The trust improved its response times to life threatening calls since March 2018, despite missing its targets.
Sue Cousland, general manager for EMAS in Lincolnshire, said there was a long way to go for the organisation.
“We’re not anywhere near where we would want to be,” she said.
“We’re not compliant with our performance trajectory and there is a lot more work to do.”
The ambulance trust missed its targets for both category one, made for life threatening situations, and category two calls which are made for patients with emergency conditions, such as chest pains or burns.
EMAS took on average eight minutes and 45 seconds to respond to a life threatening call, which is an improvement on 10 minutes and 39 seconds last year.
But, the response time still missed the target of seven minutes for a category one call.
Meanwhile, the trust responded on average 33 minutes 25 seconds to a category two call against a target of 25 minutes.
The time is an improvement on 49 minutes 44 seconds in March 2018.
Councillors on the Health Scrutiny Panel for Lincolnshire described the performance as “refreshing”.

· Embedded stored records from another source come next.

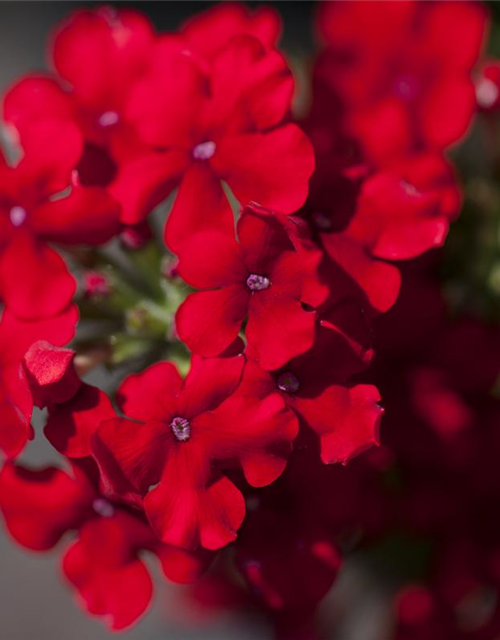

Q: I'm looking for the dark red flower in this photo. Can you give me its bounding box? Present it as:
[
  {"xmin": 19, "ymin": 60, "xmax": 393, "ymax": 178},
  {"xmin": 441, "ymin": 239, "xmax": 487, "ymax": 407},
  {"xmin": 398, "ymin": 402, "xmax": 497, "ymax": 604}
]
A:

They added that the targets set for ambulances do not reflect the challenges they would face in Lincolnshire, such as demographic and rurality.
EMAS was given an extra £9 million in funding in March 2018 in an effort to help improve its performance and help it to respond more quickly and consistently to 999 calls.
National response targets are set to change from April 2019.
Ambulances will be expected to reach category one calls on average within seven minutes and category two calls within 18 minutes.